By virtue of the passage of time, though the building complied with all laws pertaining to a registered vacant building in its municipality, laws for a building to be occupied changed and to obtain a certificate of occupancy after the lease ended required curing 110 code violations. As a registered vacant building those were not code violations. The landlord argued that the tenant’s obligation to surrender this old building meant that the tenant had to restore it to one that could be used. That’s where the conflict between the “wear and tear” exception and the lease’s repair provisions collided. One of the two leases imposed the following duty on the tenant. The other said essentially the same thing.
To keep said premises and the appurtenances thereof in good order and repair during the said term, and faithfully to keep and observe all statutes and ordinances in force, relating to said leased premises, or the use thereof.
Practically speaking, the landlord was calling for a complete renovation of the building. The building got old on its own and through the expected and normal use incident to a retail store. If the landlord was willing to accept return of the building diminished by ordinary wear and tear, then it impliedly was willing to allow the tenant to leave “ordinary wear and tear” unrepaired during the course of the lease’s term. Further, things caused by aging that would have happened anyway had the building been unoccupied and unleased are considered to be ordinary wear and tear. While the tenant was required to comply with laws applicable to the building and its use of the building during the lease term, it had no liability to cure items that the law would require only after the lease had ended.
So, where does this leave us? First, we know have one of many good, but substantially similar, definition of “wear and tear.” More importantly, we have a clue that even without a lease containing an exception for “wear and tear,” the risk of ordinary wear and tear may rest on the landlord. We don’t suggest that anyone’s lease not deal with the issue, but if you find a lease, like the 1920 ground lease in the Minnesota case, that might be the outcome.
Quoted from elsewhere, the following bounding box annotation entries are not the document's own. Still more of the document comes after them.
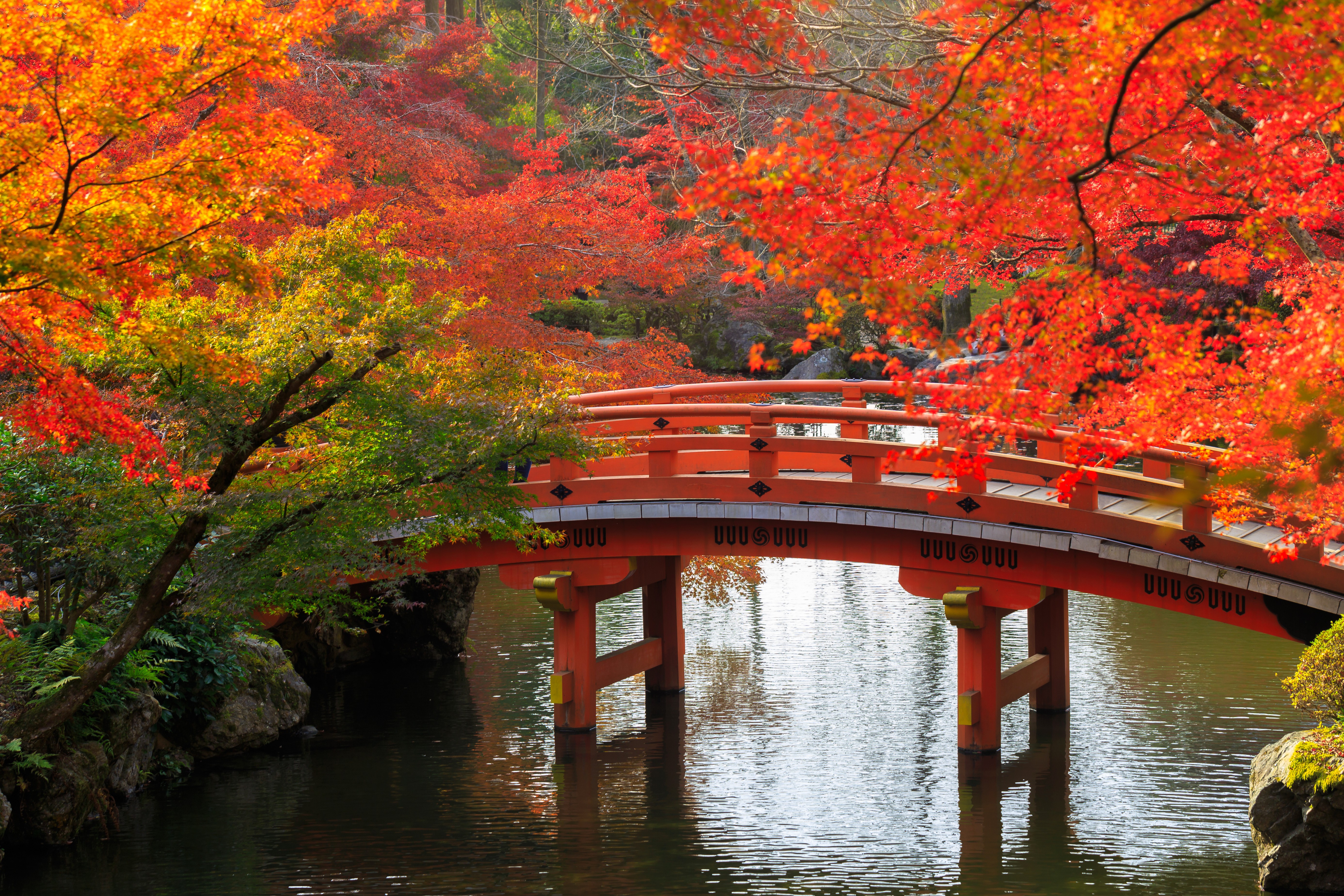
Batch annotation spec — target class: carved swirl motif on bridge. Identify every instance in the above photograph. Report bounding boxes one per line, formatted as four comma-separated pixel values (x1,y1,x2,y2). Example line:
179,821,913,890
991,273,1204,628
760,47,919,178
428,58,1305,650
1144,572,1246,616
919,539,1017,569
536,525,606,551
714,525,808,548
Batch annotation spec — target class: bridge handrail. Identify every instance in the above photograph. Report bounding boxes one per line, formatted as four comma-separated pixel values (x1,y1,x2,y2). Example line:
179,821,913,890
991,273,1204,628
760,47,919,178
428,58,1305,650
570,380,1000,407
570,380,1223,465
586,403,1208,467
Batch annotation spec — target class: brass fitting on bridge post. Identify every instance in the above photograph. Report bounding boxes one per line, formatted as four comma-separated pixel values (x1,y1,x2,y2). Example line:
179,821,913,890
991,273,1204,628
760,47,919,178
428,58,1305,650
942,587,985,629
532,569,574,613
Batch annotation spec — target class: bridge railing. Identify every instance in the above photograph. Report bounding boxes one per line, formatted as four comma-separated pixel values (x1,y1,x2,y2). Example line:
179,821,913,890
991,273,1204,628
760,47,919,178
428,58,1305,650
532,380,1231,532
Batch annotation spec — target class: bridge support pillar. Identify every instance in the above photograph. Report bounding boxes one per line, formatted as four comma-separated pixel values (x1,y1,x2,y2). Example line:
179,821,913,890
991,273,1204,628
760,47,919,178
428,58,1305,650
957,607,1008,752
521,556,685,732
551,588,597,731
1027,588,1068,712
644,558,685,693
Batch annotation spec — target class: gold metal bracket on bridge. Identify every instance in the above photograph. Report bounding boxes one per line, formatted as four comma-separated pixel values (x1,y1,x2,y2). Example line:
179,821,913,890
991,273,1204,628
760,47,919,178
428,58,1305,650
942,587,985,629
532,569,574,613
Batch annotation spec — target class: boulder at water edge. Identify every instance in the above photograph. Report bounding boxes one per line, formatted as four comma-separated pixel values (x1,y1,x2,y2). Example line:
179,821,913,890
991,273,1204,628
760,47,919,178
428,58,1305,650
8,742,108,845
782,348,849,380
104,690,164,799
187,635,312,759
1250,731,1344,893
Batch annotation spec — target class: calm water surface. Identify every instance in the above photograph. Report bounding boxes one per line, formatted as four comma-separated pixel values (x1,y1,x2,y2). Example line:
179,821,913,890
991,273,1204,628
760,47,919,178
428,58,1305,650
4,560,1305,896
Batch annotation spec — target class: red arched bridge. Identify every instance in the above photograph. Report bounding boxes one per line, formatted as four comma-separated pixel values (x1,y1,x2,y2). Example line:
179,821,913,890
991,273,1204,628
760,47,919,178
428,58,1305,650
400,380,1344,752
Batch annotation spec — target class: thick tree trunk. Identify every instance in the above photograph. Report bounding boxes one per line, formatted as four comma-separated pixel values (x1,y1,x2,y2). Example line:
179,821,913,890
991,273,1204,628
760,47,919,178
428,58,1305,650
534,0,546,142
942,286,970,338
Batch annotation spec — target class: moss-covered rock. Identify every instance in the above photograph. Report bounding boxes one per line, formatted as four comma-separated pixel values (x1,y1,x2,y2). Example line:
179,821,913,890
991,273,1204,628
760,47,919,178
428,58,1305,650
102,690,164,799
1250,731,1344,893
185,635,312,759
5,742,110,845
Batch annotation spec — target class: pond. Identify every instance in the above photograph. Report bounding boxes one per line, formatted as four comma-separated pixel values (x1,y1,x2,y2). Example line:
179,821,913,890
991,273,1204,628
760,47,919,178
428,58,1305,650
4,560,1308,896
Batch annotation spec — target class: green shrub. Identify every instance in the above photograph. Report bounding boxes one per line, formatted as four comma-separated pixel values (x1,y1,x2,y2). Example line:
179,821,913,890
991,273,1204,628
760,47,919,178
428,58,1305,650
0,619,176,742
1284,618,1344,725
159,613,247,734
532,298,606,333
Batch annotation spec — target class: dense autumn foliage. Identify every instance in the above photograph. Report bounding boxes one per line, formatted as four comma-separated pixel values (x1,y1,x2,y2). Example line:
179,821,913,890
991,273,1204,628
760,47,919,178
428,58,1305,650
0,0,715,740
575,0,1344,540
254,15,703,384
0,0,368,465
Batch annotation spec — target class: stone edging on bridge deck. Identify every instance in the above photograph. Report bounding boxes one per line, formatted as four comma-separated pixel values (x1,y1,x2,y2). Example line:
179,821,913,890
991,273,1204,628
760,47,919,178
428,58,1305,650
527,501,1344,615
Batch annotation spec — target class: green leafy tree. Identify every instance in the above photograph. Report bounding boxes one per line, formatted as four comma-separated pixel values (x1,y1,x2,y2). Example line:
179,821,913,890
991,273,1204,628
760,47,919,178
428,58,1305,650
5,214,589,742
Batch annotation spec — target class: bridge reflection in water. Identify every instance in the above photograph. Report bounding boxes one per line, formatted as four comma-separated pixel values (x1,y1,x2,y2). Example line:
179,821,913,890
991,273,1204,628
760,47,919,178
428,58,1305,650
508,561,1298,895
543,693,1078,893
0,560,1305,896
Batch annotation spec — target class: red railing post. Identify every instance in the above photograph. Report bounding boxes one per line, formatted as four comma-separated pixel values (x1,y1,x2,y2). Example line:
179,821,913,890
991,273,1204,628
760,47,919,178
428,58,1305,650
551,588,597,731
840,385,868,439
938,424,985,494
747,411,780,480
1144,457,1172,480
957,607,1005,752
1068,481,1097,511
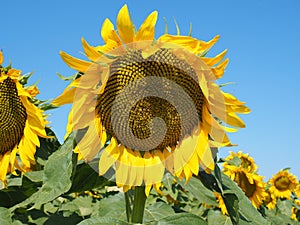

Lastly, if any reader, after hearing this over and over and over in Ruminations, still thinks that she or he can read each sentence in a lease or other agreement as if there were no other sentences in the same document, stop doing so. If we want a specific result, then we need to make it clear that all of the agreement’s provisions are harmonized. Judges aren’t stupid, not even the ones that rule against us. It shouldn’t be hard to realize that we need to read all of a lease’s provisions dealing with and touching on a particular subject before we can know how any one of those provisions will be interpreted. That’s especially important when making a change to one provision of a lease (or other agreement) where the lease had been carefully harmonized in the first place. Further, this is probably a good time to look at your form documents and engage in the exercise of reading related provisions within those documents to see if they “hang together” and are unambiguous.
For those who are gluttons for punishment, we recommend that you read the Minnesota case. While not a model of clarity, it has a bunch of “nuggets” about issues that can arise at the end of a very long-term lease.